When it comes to fall leaf clean-up, bittersweet refers to that moment when you get maximum leaf drop and you know you are about to suffer for one more day. It’s also one of those moments when hearing about attempts to ban leaf blowers seems like a cruel joke.

This past fall has been the most difficult of my twenty-plus landscaping career. It rained heavily for months; it was so bad, I don’t even remember blowing any dry leaves. I would call it a suffer-fest.

All at once

When the weather network announced high winds for one of our fall weekends, some of my co-workers lit up the company WhatsApp, excited about all of the leaves falling in one weekend. And they did! Except, it also rained and the resulting Monday morning mess almost broke us.

I had two helpers for mountains of soggy leaves and it was hard. We cleaned-up leaves from 8-6pm and, because my son had soccer practice at 7, I had to leave at 6. Soccer or no, I would have left anyway.

Soggy Katsura leaves covering the entire site after a storm.


Knowing that this was our last big day was little consolation. And we used Stihl’s bad boy 800 model leaf blowers which have high air volume and air pressure. They blow away insects and garden gnomes like nothing but on this day, they too struggled.

And right here is the key point: current battery-operated technology isn’t good enough to handle this kind of leafy mess. It would have taken hours longer and I don’t even know how many battery packs we would have gone through.
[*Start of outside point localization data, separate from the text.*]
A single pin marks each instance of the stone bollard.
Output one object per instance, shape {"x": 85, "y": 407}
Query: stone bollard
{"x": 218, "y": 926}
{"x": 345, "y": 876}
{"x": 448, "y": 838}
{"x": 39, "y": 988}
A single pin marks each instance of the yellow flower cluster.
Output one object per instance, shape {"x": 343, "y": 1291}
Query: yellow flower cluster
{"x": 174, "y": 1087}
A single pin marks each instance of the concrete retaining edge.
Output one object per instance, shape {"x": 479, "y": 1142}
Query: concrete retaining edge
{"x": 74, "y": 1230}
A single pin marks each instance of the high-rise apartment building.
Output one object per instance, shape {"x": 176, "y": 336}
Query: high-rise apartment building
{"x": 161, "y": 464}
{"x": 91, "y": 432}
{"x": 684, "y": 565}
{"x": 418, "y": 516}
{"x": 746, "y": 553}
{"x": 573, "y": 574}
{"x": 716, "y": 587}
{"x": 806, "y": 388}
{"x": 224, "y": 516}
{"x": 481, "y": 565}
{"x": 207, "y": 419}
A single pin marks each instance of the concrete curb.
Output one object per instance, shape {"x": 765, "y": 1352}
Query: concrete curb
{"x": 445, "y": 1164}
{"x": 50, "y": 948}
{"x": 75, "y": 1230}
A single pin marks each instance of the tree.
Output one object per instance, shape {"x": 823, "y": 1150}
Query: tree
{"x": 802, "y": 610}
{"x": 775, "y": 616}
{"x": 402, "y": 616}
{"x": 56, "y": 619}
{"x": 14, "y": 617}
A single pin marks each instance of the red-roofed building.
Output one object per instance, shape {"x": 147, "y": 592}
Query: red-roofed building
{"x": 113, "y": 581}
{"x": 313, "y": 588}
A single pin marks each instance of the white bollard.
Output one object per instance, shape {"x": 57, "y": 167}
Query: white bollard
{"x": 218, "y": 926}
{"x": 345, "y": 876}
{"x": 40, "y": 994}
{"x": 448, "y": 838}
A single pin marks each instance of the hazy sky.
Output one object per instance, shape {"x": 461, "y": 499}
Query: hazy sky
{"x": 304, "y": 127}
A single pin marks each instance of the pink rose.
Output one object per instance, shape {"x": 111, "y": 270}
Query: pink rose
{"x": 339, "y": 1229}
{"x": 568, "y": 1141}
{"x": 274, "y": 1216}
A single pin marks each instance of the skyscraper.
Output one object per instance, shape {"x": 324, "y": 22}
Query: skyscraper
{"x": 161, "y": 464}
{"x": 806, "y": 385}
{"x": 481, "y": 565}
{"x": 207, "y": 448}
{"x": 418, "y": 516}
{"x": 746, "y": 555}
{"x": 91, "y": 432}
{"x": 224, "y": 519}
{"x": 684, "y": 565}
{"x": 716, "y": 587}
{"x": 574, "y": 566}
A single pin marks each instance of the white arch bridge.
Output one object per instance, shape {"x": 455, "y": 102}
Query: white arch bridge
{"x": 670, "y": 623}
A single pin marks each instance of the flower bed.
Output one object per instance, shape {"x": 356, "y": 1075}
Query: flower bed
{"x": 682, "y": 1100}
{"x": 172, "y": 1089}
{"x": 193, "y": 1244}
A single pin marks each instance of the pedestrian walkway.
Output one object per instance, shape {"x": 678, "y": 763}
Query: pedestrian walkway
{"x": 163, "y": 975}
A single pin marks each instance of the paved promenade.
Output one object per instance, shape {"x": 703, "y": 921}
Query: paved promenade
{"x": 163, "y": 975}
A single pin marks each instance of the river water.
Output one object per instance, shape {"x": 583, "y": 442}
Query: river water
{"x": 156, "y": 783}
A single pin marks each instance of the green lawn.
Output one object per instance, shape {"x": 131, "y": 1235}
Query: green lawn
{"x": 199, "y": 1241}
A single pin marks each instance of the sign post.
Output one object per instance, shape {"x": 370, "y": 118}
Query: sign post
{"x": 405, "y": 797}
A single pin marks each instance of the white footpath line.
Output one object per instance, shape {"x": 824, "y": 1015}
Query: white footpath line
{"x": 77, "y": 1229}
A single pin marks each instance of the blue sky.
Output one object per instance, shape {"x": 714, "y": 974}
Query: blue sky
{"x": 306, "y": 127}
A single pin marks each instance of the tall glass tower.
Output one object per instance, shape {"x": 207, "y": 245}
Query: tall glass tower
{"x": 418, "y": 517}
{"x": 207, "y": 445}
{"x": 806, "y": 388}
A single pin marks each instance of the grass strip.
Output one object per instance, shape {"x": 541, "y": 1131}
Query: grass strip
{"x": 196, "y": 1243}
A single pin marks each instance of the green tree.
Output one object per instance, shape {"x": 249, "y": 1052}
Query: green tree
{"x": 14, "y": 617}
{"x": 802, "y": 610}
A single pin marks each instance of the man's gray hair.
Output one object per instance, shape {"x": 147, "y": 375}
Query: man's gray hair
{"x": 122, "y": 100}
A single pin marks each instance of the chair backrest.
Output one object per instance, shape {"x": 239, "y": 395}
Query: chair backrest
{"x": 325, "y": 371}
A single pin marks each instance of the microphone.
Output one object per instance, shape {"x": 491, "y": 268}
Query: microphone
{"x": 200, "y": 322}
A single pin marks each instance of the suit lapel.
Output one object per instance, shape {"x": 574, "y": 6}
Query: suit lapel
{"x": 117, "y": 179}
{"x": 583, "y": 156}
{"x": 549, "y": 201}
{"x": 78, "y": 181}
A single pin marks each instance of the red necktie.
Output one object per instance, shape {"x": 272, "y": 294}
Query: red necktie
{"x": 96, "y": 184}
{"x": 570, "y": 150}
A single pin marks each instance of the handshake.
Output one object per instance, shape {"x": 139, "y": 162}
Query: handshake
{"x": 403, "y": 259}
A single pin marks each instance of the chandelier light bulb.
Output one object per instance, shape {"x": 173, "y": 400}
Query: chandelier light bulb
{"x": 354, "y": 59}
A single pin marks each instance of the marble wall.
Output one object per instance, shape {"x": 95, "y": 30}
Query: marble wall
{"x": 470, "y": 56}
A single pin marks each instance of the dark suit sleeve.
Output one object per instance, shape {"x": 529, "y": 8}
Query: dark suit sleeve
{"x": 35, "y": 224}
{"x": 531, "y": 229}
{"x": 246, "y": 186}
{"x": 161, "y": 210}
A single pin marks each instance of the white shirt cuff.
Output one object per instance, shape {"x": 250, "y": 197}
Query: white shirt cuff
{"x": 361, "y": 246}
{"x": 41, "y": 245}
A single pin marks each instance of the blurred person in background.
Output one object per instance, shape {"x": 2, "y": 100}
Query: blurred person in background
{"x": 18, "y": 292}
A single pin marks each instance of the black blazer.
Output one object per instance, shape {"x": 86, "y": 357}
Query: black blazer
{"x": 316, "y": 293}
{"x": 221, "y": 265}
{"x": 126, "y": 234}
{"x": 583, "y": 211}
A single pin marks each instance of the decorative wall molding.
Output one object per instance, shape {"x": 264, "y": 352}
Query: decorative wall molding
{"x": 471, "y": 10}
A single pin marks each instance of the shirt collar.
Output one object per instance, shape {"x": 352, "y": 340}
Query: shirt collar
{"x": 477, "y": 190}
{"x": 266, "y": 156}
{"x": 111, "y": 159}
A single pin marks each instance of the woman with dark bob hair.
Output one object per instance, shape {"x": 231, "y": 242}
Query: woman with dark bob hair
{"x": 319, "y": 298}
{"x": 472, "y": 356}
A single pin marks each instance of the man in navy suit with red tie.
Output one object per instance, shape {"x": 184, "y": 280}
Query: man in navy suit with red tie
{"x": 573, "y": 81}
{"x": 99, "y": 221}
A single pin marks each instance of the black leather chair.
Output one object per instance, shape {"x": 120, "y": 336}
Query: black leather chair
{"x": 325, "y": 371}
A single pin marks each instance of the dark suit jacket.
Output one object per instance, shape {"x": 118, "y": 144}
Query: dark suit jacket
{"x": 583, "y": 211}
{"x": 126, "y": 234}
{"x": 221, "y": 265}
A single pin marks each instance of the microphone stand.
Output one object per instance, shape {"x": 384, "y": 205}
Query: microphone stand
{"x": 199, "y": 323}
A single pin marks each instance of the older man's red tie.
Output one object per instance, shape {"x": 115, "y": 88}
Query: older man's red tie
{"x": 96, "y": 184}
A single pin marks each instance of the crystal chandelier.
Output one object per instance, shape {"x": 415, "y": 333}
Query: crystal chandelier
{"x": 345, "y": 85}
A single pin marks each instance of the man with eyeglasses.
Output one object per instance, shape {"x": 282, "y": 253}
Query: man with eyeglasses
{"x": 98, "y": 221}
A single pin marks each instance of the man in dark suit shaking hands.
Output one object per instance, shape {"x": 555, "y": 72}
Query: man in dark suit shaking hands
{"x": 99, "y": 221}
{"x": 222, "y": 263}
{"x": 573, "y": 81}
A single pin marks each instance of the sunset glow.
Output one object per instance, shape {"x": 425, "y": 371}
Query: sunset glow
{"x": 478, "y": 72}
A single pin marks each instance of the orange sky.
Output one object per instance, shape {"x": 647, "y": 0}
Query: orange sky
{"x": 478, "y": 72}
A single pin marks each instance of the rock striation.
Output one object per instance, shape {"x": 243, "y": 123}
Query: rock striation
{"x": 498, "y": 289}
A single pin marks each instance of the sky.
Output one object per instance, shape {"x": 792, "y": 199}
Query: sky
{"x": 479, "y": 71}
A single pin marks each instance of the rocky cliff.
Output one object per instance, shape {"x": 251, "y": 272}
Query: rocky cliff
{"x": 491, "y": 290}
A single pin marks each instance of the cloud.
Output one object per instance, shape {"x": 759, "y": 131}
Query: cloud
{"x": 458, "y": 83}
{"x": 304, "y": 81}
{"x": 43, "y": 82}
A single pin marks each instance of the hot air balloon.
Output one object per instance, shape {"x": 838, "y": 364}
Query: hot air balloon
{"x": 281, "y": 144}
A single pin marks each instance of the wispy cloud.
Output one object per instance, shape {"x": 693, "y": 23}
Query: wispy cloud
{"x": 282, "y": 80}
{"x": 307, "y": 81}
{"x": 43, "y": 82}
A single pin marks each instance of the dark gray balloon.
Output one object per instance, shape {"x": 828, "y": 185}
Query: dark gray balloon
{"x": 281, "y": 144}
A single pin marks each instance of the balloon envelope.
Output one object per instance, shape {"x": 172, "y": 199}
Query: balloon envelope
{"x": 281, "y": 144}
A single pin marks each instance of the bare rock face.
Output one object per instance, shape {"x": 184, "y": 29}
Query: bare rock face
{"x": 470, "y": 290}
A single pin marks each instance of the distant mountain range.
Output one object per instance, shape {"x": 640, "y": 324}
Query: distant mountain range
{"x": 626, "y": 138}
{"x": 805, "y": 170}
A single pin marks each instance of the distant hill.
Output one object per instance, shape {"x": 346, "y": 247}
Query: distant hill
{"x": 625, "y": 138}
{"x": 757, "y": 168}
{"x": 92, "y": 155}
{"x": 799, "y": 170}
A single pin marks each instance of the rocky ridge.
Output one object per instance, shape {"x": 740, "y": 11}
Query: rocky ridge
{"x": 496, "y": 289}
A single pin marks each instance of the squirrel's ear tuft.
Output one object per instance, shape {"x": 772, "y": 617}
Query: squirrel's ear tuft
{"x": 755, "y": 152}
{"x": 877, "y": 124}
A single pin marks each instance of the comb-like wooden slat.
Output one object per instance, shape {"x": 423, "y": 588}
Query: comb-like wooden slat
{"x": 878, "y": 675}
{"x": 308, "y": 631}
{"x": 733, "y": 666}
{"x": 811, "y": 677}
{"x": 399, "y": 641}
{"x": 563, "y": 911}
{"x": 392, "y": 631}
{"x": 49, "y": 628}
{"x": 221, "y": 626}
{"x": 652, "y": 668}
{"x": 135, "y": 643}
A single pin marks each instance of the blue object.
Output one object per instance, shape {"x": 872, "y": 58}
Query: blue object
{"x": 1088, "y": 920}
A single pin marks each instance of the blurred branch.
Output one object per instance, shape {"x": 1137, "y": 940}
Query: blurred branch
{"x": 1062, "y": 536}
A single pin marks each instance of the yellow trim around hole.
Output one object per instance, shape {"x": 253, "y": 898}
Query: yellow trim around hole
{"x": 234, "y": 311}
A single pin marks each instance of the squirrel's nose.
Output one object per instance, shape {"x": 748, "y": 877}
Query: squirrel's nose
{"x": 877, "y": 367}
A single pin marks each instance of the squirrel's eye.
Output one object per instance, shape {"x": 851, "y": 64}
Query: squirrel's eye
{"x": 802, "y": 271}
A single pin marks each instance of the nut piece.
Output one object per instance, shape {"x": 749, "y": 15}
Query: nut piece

The National Association of Landscape Professionals recently made this point to the State of California, which is considering a full ban on gas-powered small engines.

Nasty fall

Leaf clean-up on strata properties is hard work and when the weather turns bad, it can get even harder. For now we use gas-powered leaf blowers because they can handle the load. Once the battery operated technology improves, I will be the first one to test it in the field.

As I write, Christmas is one week away and I’m looking forward to some much-needed down time. It was a long, strange year. When this blog post is published in February, 2022, we’ll be closer to spring. Spring! I can’t wait.